Vorbereitungsdienst - Ausbildung für Lehrämter
Für Ihre Einstellung in den Vorbereitungsdienst für ein Lehramt in Niedersachsen ist die Niedersächsischen Landeschulbehörde (NLSchB) – Regionalabteilung Braunschweig – zuständig. Für diese Behörde möchten wir Sie
1. allgemein über dieses Einstellungsverfahren informieren und
2. die häufig gestellten Fragen beantworten.
Allgemeine Hinweise
Nachdem Sie dem Nds. Kultusministerium die Annahme des Ausbildungsplatzes bestätigt haben, erhalten wir Ihre Zulassungsdaten und einige beim Nds. Kultusministerium eingereichte Unterlagen. Danach werden Sie unverzüglich angeschrieben und um die Vorlage weiterer Unterlagen (s.u.) gebeten. Diesem Schreiben können Sie dann auch Ihre zuständige Ansprechpartnerin bzw. Ihren zuständigen Ansprechpartner entnehmen.
Bis Sie diese Nachricht von uns erhalten haben bitten wir Sie, von Nachfragen per Telefon oder E-Mail abzusehen, da wir vorher keine Informationen über Sie und Ihren Fall haben!
Zur sofortigen Vorlage oder Beantragung der erforderlichen Unterlagen werden Sie von uns schriftlich aufgefordert.
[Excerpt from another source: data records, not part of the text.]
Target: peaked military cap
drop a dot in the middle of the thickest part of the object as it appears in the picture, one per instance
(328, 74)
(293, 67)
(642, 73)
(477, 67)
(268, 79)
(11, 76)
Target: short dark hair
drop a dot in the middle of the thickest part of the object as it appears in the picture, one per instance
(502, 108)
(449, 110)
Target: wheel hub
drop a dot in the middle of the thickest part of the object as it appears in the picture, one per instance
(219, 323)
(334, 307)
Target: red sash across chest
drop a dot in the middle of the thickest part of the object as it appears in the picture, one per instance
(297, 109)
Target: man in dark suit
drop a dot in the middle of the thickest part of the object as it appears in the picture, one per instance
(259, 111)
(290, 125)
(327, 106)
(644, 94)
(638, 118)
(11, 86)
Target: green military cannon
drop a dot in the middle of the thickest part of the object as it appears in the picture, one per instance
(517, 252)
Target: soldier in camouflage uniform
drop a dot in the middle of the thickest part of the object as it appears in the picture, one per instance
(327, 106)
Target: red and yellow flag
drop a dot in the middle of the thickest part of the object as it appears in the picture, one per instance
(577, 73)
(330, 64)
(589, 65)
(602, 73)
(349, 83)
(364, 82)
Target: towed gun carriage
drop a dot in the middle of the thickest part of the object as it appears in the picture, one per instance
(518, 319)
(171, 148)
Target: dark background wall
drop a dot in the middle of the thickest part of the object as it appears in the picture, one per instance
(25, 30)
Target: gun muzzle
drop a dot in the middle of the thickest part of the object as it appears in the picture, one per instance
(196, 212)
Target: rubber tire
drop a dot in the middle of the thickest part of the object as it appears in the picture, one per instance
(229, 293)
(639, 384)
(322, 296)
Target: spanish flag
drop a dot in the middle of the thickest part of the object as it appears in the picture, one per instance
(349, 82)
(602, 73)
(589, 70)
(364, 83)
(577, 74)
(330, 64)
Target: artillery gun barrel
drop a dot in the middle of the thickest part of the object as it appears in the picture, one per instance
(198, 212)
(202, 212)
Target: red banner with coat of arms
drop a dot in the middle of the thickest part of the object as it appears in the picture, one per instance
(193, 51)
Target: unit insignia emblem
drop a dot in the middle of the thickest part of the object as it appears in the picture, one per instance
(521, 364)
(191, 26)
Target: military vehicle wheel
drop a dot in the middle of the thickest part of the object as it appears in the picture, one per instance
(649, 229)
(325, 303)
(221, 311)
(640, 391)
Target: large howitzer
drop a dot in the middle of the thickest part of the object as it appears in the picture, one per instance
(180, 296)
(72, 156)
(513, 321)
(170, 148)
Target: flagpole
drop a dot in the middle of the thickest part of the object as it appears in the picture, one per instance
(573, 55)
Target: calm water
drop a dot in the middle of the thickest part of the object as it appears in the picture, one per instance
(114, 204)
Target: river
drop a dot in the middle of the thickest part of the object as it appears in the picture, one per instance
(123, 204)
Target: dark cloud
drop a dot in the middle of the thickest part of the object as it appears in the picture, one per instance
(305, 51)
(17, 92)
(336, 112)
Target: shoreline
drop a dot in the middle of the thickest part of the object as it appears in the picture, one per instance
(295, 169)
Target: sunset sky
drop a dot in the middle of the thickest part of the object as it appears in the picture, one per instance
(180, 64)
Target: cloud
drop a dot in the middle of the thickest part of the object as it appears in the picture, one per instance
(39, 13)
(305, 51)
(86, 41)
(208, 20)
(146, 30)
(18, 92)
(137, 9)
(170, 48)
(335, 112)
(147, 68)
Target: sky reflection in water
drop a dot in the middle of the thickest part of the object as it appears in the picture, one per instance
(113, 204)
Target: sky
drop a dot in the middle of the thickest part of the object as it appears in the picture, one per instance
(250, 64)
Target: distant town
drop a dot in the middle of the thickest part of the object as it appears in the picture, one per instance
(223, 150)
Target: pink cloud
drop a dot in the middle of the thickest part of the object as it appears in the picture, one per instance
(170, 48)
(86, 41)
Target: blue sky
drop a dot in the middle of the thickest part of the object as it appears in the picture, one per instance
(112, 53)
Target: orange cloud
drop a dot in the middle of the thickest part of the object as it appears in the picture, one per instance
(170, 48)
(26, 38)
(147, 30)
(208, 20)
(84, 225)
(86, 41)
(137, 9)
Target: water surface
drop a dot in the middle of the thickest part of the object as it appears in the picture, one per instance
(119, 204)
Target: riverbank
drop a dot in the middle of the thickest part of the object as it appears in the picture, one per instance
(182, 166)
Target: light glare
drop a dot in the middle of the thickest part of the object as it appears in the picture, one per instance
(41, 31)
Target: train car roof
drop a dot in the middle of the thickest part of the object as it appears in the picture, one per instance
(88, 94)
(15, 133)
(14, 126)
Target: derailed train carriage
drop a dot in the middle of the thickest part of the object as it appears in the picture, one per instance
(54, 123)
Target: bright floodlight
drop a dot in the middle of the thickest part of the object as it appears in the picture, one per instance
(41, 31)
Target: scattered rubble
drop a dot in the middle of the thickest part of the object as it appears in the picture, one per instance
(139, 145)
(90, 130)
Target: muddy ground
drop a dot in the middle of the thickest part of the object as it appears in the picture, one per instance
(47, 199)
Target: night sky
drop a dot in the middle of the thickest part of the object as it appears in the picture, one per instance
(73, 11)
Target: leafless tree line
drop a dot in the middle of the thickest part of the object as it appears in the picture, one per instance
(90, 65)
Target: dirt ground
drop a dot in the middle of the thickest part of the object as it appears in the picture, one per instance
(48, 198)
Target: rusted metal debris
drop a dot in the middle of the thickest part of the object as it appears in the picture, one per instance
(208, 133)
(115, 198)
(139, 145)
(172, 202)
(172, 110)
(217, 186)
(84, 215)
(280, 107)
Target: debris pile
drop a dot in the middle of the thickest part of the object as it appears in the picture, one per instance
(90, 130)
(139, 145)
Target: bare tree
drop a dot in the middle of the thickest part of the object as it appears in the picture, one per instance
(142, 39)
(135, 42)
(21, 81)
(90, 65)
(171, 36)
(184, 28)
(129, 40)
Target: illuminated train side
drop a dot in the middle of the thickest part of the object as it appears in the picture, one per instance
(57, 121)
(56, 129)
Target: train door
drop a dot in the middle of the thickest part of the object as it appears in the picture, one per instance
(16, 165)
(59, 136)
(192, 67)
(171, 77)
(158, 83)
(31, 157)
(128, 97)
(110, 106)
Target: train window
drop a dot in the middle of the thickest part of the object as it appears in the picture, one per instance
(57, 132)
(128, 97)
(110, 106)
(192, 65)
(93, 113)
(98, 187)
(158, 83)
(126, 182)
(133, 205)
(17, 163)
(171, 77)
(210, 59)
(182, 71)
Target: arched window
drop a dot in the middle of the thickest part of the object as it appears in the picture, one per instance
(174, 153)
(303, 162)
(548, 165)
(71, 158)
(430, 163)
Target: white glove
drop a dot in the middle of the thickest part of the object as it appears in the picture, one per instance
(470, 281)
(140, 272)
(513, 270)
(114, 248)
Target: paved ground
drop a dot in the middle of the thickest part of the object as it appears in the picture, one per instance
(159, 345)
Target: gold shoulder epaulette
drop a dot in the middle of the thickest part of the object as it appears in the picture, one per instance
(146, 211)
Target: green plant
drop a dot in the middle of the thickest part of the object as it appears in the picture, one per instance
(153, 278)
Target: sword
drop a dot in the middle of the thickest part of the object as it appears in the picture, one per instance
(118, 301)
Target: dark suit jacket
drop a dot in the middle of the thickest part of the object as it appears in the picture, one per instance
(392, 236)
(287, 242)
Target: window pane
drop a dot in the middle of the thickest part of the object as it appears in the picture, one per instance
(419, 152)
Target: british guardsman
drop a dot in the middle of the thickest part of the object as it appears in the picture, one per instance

Unter sofort verstehen wir in diesem Zusammenhang:
- dass Unterlagen, die Sie selbst vorliegen haben, sofort zu übersenden sind,
- dass das Führungszeugnis sofort zu beantragen ist,
- dass - soweit Sie Religionslehrkraft sind - sofort eine kirchliche Unterrichtserlaubnis zu beantragen ist und dass
- sofort eine Anmeldung zur Ersthelferausbildung erfolgen muss.
Dies sind die erforderlichen Unterlagen:
- Zeugnisse über Schul- und Berufsausbildung (einfache Kopie, im Regelfall müssen Sie das Zeugnis über die Hochschulzugangsberechtigung (Abiturzeugnis o.ä.) und das Bachelorzeugnis (oder vergleichbar) nachreichen, da das Masterzeugnis (oder vergleichbar) ja bereits dem Nds. Kultusministerium übersandt wurde.)
- Informationen zu Ihrer Bankverbindung
- bitte ein Lichtbild
- Für die Zahlung der Bezüge wird die Bescheinigung Ihres Finanzamtes über die Lohnsteuerabzugsmerkmale (oder übergangsweise für 2011 soweit vorhanden die Lohnsteuerkarte 2010) benötigt.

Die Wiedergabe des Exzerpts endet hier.